Location Term Level Credits (ECTS) Current Convenor 2019-20
Canterbury Autumn and Spring
View Timetable
7 20 (10)


The programmes of study to which the module contributes:

MSc in Applied Behaviour Analysis (Intellectual and Developmental Disability)
Postgraduate Diploma in Applied Behaviour Analysis (Intellectual and Developmental Disability)
Post Graduate Certificate in Applied Behaviour Analysis
MSc in Positive Behaviour Support (Intellectual and Developmental Disability) MSc





The aim of this module is to develop competencies in the assessment of both adaptive and challenging behaviour in the repertoires of people with intellectual and developmental disabilities. Teaching on assessment starts from an appreciation of the importance of social validity and referral dynamics. Specific assessment strategies relating to challenging behaviour (including structured descriptive assessment and experimental functional analysis) are considered. The application of similar strategies are also considered with respect to adaptive behaviour and associated instructional technologies. Further, the curriculum includes methods of preference assessment to determine appropriate reinforcers. In all topics there is attention both to the development of practical understanding and skill and to the development of a critical appreciation of the underpinning evidence base. Following consideration of these assessment strategies, attention is given to the development of formulations of the behaviour of people with intellectual/developmental disabilities that can inform the development of behaviour support plans, instructional strategies and appropriately prosthetic environmental arrangements.


Contact hours

Total contact hours: 45
Private study hours: 155
Total study hours: 200


Autumn and spring

Method of assessment

100% coursework comprising:

Assignment 1 – report (2500 words) - 50%
Assignment 2 – report - (2500 words) - 50%

Indicative reading

Brown, F., Anderson, J.L. and Dr Pry, R.L. (2015). Individual Positive Behaviour Support: a standards-based guide to use in school and community settings. Baltimore: Brookes.

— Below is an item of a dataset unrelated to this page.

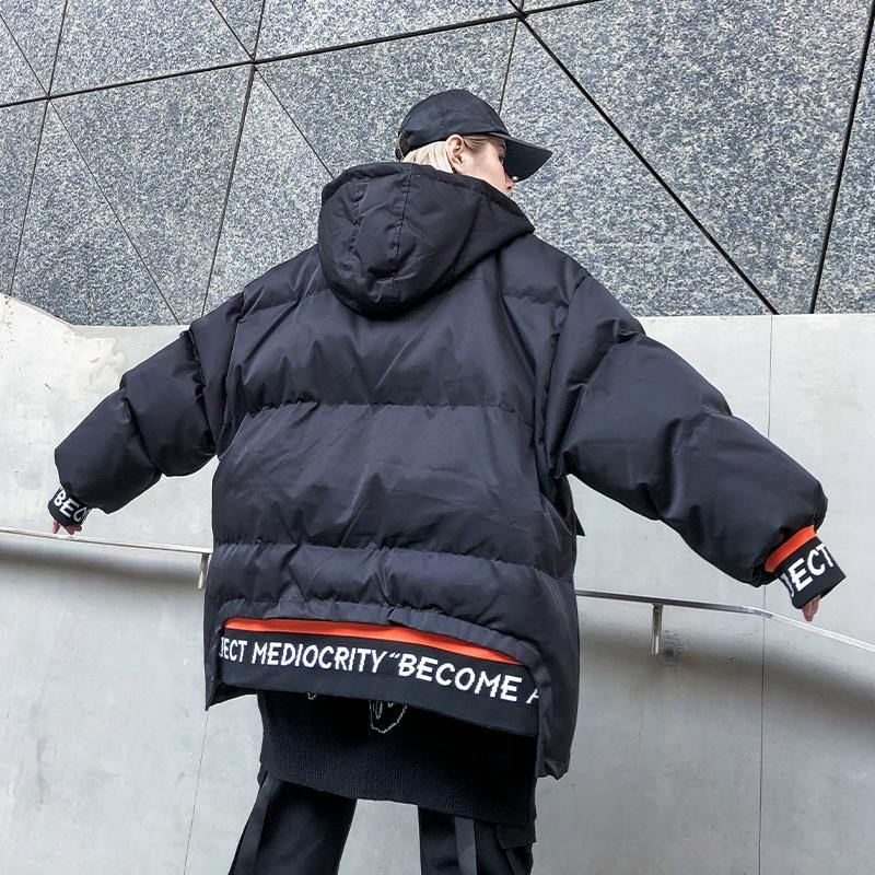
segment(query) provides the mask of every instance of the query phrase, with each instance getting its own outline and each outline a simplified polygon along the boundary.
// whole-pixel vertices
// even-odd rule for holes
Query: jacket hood
[[[319,262],[350,310],[395,315],[534,230],[482,179],[411,162],[360,164],[323,188]]]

Cooper, J. O., Heron, T. E. and Heward, W. L. (2nd Ed.) (2007). Applied Behavior Analysis. Upper Saddle River, NJ: Pearson/Merrill-Prentice Hall.

Emerson, E., & Einfeld, S. L. (2011). Challenging behaviour (3rd ed.). Cambridge: Cambridge University Press.

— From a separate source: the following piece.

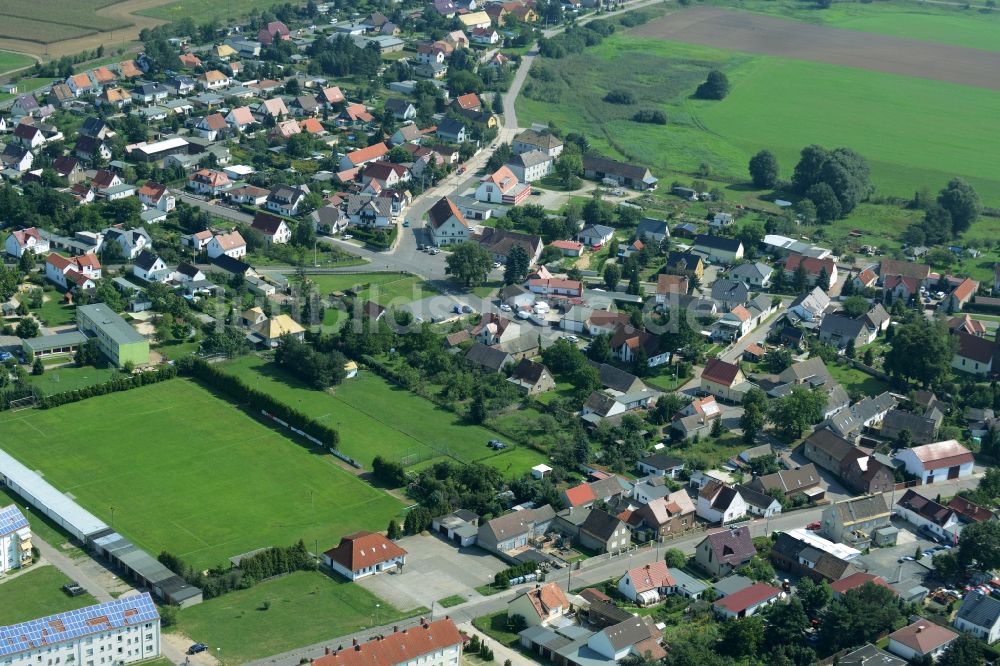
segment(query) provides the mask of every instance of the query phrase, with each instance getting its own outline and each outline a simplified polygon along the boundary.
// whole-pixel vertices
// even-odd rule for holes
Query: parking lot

O'Neil, R.E., Albin, R.W., Storey, K., Horner, R. and Sprague J.R. (3rd Ed.) (2015). Functional Assessment and Program Development for Problem Behavior: A Practical Handbook. Stamford, CT: Cengage.

Partington, J. W. (2006). ABLLS-R: The Assessment of Basic Language and Learning Skills-Revised. Walnut Creek, CA: Behavior Analysts Inc.

Learning outcomes

On successfully completing the module students will be able to:

1. Describe and discuss, at an advanced level, behaviour analytic models of understanding challenging behaviour in people with intellectual and developmental disabilities and how these relate to efforts to understand the challenging behaviour of specific individuals.
2. Describe and discuss, at an advanced level, behaviour analytic models of understanding the development and maintenance of adaptive behaviour repertoires in people with intellectual and developmental disabilities
3. Select and use critically a variety of objective and informant based methodologies for collecting data to develop provisional formulations in regard to both the presentation of challenging behaviour and the development of adaptive repertoires
4. Describe and critically use a range of experimental analysis of behaviour methodologies (including experimental functional analysis and preference assessment) and discuss, at an advanced level, rationales for their use
5. Use the information derived from the above methods to formulate both in-depth, multi-factorial understandings of challenging behaviour and coherent assessments of appropriate goals and methods for repertoire development

The intended generic learning outcomes:

On successfully completing the module students will be able to:

1. Effectively integrate complex knowledge from different sources, including published work and personal experience.
2. Demonstrate the ability to understand, and communicate in writing, complex, abstract concepts.
3. Show a capacity to effectively prioritise the demands of work and study.
4. Use information technology to a high level (word processing, email, Moodle, e-journals and other online resources).
5. Conduct an in-depth assessment of the behaviour of an individual with intellectual and developmental disabilities, requiring the identification, definition and collaborative solution of difficult problems.
6. Conduct in-depth analysis and visual representation of quantitative data.